Radio waves from distant stars could indicate presence of hidden planets, study says
This file photo illustration shows a red dwarf star orbited by a hypothetical exoplanet. Red dwarfs tend to be magnetically active, displaying gigantic arcing prominences and a wealth of dark sunspots. (Credit: NASA/ESA/G. Bacon (STScI))
TORONTO -- Scientists have heard a message from the stars — specifically, radio signals bursting from distant red dwarf stars which they believe could indicate the presence of hidden planets.
Researchers at the Dutch national observatory ASTRON have been using the world’s most powerful radio telescope Low Frequency Array (LOFAR) to scan the skies for planets, according to a press release.
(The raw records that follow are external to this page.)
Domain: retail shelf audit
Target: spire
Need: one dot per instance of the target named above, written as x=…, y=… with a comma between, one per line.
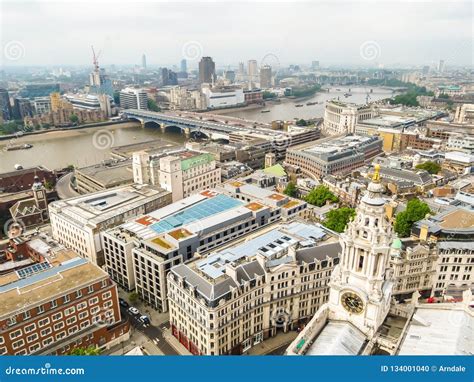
x=375, y=189
x=376, y=176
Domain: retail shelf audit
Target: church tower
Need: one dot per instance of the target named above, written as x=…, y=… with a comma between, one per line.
x=361, y=284
x=39, y=194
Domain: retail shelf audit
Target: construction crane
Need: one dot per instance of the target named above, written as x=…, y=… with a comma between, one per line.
x=95, y=58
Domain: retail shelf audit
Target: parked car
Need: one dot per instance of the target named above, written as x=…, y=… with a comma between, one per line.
x=123, y=303
x=144, y=320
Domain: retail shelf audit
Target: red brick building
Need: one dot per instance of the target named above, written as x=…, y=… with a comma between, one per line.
x=58, y=303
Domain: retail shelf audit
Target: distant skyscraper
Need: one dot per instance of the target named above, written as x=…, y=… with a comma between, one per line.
x=252, y=70
x=23, y=108
x=207, y=70
x=441, y=66
x=230, y=75
x=184, y=66
x=5, y=106
x=168, y=77
x=99, y=82
x=266, y=77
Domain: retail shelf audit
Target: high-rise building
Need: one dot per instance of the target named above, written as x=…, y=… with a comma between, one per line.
x=266, y=77
x=229, y=75
x=5, y=106
x=78, y=222
x=23, y=108
x=39, y=90
x=133, y=99
x=207, y=70
x=270, y=282
x=168, y=77
x=57, y=303
x=441, y=66
x=184, y=66
x=361, y=284
x=252, y=70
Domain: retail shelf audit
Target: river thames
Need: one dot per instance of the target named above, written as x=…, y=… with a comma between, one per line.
x=84, y=147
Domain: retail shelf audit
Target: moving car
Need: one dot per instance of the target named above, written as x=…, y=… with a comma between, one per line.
x=144, y=320
x=123, y=303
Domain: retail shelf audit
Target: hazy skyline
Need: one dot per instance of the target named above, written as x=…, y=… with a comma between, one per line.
x=368, y=33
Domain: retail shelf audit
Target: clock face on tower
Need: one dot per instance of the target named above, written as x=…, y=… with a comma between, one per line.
x=352, y=303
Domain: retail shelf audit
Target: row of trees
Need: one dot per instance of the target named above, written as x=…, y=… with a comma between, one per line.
x=416, y=210
x=338, y=218
x=409, y=98
x=431, y=167
x=305, y=92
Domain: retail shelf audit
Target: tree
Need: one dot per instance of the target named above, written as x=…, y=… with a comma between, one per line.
x=416, y=210
x=90, y=350
x=74, y=118
x=431, y=167
x=117, y=98
x=133, y=297
x=337, y=219
x=48, y=185
x=268, y=95
x=291, y=190
x=319, y=195
x=152, y=105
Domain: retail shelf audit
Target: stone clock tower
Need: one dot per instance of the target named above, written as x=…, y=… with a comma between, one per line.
x=361, y=284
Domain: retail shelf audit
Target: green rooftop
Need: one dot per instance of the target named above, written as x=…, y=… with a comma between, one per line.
x=276, y=170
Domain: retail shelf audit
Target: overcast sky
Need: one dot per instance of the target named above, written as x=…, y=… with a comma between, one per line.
x=366, y=33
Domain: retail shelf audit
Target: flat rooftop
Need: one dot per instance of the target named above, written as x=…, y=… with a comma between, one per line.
x=156, y=146
x=329, y=147
x=42, y=281
x=101, y=206
x=442, y=329
x=268, y=244
x=110, y=173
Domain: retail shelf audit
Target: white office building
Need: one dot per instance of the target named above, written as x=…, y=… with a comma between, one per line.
x=342, y=117
x=131, y=98
x=78, y=222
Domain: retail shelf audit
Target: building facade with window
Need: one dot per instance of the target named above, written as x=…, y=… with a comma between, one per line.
x=140, y=252
x=235, y=298
x=59, y=304
x=78, y=222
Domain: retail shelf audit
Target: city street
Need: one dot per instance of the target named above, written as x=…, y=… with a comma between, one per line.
x=152, y=332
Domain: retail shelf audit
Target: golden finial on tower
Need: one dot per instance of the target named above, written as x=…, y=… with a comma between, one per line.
x=376, y=176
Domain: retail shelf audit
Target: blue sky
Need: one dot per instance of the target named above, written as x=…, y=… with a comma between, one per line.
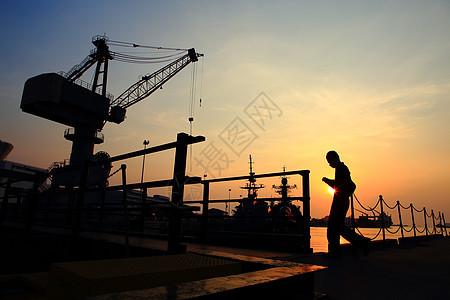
x=369, y=79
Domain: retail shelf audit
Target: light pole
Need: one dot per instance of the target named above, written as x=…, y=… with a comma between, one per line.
x=146, y=142
x=227, y=204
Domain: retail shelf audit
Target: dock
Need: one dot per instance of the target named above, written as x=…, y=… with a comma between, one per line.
x=411, y=270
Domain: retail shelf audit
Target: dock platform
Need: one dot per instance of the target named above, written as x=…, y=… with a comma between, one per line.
x=413, y=270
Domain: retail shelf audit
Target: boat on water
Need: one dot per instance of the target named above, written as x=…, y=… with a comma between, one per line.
x=262, y=216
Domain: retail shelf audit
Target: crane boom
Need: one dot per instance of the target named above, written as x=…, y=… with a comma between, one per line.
x=147, y=85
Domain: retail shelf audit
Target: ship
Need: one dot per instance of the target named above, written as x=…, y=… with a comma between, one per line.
x=257, y=215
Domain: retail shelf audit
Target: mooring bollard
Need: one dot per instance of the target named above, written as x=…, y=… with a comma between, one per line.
x=382, y=218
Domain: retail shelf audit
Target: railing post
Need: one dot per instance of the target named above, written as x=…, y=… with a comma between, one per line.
x=382, y=218
x=412, y=217
x=204, y=223
x=400, y=218
x=306, y=210
x=434, y=223
x=352, y=212
x=425, y=218
x=445, y=226
x=179, y=176
x=143, y=208
x=440, y=223
x=80, y=200
x=101, y=215
x=5, y=201
x=125, y=208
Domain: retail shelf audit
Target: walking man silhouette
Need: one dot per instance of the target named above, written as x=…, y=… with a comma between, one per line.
x=343, y=188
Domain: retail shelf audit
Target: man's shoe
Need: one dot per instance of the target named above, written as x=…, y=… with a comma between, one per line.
x=366, y=247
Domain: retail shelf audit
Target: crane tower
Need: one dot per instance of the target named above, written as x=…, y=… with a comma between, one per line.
x=65, y=99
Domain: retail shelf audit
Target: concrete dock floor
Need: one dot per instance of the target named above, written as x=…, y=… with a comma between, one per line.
x=418, y=271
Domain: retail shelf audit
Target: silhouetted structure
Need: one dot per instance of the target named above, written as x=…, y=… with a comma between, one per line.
x=344, y=188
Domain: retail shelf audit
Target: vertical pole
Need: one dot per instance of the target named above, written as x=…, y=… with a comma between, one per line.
x=5, y=201
x=204, y=228
x=306, y=210
x=440, y=223
x=33, y=202
x=179, y=176
x=101, y=215
x=434, y=223
x=425, y=218
x=353, y=213
x=80, y=200
x=400, y=218
x=382, y=218
x=445, y=226
x=125, y=207
x=412, y=216
x=143, y=208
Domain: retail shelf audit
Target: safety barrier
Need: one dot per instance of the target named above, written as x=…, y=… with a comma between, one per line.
x=435, y=229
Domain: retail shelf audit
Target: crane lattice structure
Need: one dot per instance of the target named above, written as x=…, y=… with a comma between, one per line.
x=87, y=107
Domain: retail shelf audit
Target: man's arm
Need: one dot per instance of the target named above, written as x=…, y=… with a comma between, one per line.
x=328, y=181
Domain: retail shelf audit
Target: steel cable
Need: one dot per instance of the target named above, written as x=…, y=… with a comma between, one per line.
x=393, y=232
x=368, y=209
x=418, y=210
x=389, y=206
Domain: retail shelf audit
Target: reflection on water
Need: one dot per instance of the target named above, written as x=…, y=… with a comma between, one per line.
x=319, y=241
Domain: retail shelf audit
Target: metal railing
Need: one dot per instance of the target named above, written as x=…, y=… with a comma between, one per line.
x=440, y=228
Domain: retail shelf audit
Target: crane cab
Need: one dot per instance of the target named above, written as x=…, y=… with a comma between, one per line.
x=52, y=97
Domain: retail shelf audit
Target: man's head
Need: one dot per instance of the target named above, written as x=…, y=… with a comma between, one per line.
x=333, y=158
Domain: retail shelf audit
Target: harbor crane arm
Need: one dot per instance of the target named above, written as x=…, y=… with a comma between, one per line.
x=147, y=85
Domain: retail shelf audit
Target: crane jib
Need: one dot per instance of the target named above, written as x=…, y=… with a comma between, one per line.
x=147, y=85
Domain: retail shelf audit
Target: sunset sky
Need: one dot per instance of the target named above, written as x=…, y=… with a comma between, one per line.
x=369, y=79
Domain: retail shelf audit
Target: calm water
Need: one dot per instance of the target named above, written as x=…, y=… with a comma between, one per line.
x=319, y=241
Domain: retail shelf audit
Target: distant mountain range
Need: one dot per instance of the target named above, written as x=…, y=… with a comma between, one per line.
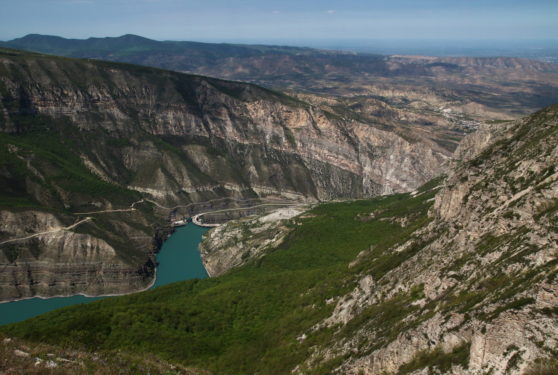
x=478, y=88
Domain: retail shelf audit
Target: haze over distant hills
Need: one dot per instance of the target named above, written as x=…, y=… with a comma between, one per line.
x=439, y=90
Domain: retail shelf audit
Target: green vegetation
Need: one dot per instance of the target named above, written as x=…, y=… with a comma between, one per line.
x=543, y=366
x=248, y=320
x=50, y=158
x=459, y=356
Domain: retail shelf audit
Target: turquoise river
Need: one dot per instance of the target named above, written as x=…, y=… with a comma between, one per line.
x=179, y=259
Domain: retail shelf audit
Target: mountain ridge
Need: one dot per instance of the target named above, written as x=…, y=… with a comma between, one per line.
x=458, y=277
x=84, y=138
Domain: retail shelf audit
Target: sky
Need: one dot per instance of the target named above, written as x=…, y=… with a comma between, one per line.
x=274, y=21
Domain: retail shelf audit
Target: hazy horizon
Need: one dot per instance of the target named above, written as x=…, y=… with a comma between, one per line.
x=286, y=19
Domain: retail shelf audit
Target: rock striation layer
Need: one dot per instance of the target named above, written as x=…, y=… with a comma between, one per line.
x=483, y=273
x=84, y=138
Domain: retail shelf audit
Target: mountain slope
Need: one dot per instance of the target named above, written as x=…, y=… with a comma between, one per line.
x=458, y=279
x=127, y=146
x=457, y=89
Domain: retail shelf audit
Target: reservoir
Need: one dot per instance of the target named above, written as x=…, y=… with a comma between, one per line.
x=179, y=259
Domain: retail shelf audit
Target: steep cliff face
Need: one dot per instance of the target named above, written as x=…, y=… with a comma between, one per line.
x=484, y=273
x=457, y=277
x=82, y=138
x=42, y=256
x=188, y=136
x=236, y=242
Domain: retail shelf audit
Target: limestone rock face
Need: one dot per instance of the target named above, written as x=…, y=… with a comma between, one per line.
x=40, y=257
x=484, y=271
x=213, y=134
x=82, y=136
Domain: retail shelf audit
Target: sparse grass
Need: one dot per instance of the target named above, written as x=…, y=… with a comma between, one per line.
x=247, y=320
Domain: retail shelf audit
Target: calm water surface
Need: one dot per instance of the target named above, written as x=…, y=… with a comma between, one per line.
x=179, y=259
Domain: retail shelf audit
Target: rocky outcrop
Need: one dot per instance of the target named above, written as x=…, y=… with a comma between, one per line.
x=83, y=137
x=41, y=256
x=481, y=287
x=215, y=135
x=236, y=242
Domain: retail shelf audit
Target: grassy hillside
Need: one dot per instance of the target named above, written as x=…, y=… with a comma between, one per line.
x=248, y=321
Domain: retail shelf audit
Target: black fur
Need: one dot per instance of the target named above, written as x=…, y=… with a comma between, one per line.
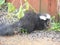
x=30, y=22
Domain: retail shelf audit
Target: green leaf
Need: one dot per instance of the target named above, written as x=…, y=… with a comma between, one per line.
x=11, y=7
x=1, y=2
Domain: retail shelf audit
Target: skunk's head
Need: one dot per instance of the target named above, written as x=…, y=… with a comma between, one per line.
x=45, y=20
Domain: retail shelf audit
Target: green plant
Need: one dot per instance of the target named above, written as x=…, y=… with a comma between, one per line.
x=1, y=3
x=11, y=7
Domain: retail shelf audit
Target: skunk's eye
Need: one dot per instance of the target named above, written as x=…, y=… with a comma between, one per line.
x=42, y=17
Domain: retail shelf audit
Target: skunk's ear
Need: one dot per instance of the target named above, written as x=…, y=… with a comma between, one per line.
x=42, y=17
x=48, y=16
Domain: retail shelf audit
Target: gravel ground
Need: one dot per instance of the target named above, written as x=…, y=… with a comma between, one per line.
x=35, y=38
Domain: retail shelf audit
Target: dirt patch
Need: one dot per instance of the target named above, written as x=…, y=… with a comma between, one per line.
x=31, y=39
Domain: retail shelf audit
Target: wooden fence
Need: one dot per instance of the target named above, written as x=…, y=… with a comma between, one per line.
x=42, y=6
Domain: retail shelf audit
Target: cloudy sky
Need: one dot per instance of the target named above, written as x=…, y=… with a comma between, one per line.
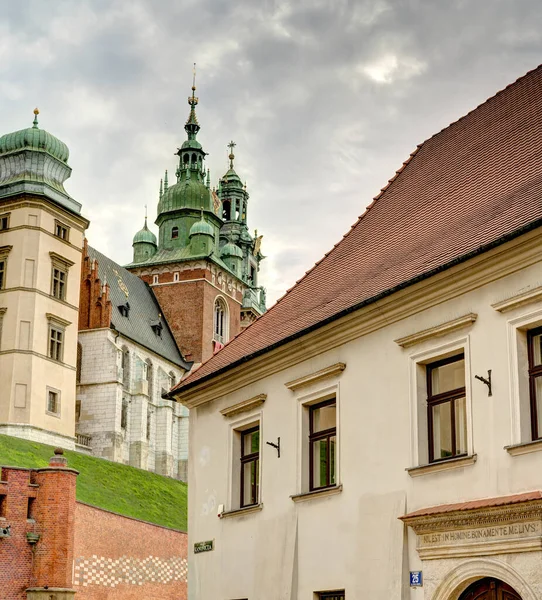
x=324, y=98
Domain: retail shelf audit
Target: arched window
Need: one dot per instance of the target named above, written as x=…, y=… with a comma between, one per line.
x=220, y=333
x=226, y=210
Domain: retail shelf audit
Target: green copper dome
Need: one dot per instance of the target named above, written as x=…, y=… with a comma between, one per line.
x=231, y=250
x=34, y=138
x=201, y=228
x=188, y=193
x=145, y=235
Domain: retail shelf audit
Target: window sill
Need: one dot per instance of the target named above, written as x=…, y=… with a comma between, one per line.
x=444, y=465
x=331, y=491
x=524, y=448
x=241, y=511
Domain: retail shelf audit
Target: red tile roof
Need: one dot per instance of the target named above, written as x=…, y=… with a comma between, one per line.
x=474, y=504
x=464, y=190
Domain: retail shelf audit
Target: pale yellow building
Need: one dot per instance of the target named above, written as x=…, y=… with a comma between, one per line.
x=41, y=239
x=378, y=432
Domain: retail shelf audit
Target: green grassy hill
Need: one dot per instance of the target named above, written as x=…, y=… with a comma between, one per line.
x=119, y=488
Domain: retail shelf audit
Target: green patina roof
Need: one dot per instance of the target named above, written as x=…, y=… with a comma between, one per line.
x=145, y=235
x=202, y=228
x=231, y=250
x=189, y=193
x=34, y=138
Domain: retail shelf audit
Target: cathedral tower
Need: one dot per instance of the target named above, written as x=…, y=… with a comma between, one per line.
x=41, y=237
x=203, y=268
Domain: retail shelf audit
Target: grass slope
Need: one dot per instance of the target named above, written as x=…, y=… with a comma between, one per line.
x=113, y=486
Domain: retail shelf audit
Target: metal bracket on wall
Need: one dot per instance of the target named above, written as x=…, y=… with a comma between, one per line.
x=486, y=381
x=276, y=446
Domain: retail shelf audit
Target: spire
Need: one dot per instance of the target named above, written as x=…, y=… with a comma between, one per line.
x=231, y=155
x=192, y=126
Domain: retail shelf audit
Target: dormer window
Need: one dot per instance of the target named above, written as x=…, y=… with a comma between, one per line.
x=124, y=310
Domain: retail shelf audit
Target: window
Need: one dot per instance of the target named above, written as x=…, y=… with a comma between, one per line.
x=61, y=231
x=56, y=341
x=220, y=333
x=534, y=350
x=335, y=595
x=58, y=287
x=446, y=408
x=124, y=414
x=3, y=262
x=53, y=401
x=250, y=467
x=322, y=444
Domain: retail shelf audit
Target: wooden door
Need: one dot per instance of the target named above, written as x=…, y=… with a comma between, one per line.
x=489, y=589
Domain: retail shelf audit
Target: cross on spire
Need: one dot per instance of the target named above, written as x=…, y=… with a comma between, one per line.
x=231, y=156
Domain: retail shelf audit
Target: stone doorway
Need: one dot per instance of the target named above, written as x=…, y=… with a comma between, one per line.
x=489, y=589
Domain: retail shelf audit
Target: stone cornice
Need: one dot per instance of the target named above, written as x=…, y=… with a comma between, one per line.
x=436, y=331
x=244, y=406
x=522, y=299
x=326, y=373
x=464, y=277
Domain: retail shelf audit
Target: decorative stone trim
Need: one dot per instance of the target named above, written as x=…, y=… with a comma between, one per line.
x=241, y=511
x=528, y=297
x=332, y=491
x=244, y=406
x=326, y=373
x=443, y=465
x=502, y=529
x=524, y=448
x=437, y=330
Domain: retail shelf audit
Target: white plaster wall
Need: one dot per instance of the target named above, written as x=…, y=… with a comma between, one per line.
x=101, y=392
x=354, y=540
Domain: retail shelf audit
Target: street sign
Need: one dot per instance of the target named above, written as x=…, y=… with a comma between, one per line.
x=204, y=546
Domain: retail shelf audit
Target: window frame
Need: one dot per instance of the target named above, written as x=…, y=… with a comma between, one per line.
x=57, y=393
x=443, y=398
x=244, y=460
x=533, y=372
x=62, y=228
x=324, y=434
Recently, they discovered signals emanating from 19 distant stars, four of which can be best explained by planets we just can’t see, Dr. Benjamin Pope explained in the release.
“We’ve long known that the planets of our own solar system emit powerful radio waves as their magnetic fields interact with the solar wind, but radio signals from planets outside our solar system had yet to be picked up,” Pope, a researcher with the University of Queensland, said.
“This discovery is an important step for radio astronomy and could potentially lead to the discovery of planets throughout the galaxy.”
When researchers aimed the radio telescope at the sky, they were focusing on red dwarf stars because they are known to have strong magnetic activity, which is the driver of radio emissions.
But when “magnetically inactive” stars showed up as well, researchers had to figure out why.
They believe that these older stars that are sending radio emissions when they shouldn’t may be sending them because of a close bond with orbiting planets, similar to Jupiter and its moon, Io.
“Our own Earth has aurorae, commonly recognized here as the northern and southern lights, that also emit powerful radio waves – this is from the interaction of the planet’s magnetic field with the solar wind,” Joseph Callingham of Leiden University said in the release.
“But in the case of aurorae from Jupiter, they’re much stronger as its volcanic moon Io is blasting material out into space, filling Jupiter’s environment with particles that drive unusually powerful aurorae.”
This means Jupiter and Io have a strong magnetic interaction, and researchers believe that they’re seeing a similar thing with these distant stars.
“Our model for this radio emission from our stars is a scaled-up version of Jupiter and Io, with a planet enveloped in the magnetic field of a star, feeding material into vast currents that similarly power bright aurorae,” Callingham said.
“It’s a spectacle that has attracted our attention from lightyears away.”
The research has been published in both the journal Nature Astronomy this month and the journal Astrophysical Journal Letters.
The actual planets still need to be confirmed, but right now, scientists believe that the presence of hidden planets is a strong explanation for the radio signals they’ve picked up.
“We can’t be 100 per cent sure that the four stars we think have planets are indeed planet hosts, but we can say that a planet-star interaction is the best explanation for what we’re seeing,” Pope said.
“Follow-up observations have ruled out planets more massive than Earth, but there’s nothing to say that a smaller planet wouldn’t do this.”
If the presence of planets is confirmed, this could be a new method to help pinpoint more planets in the night sky.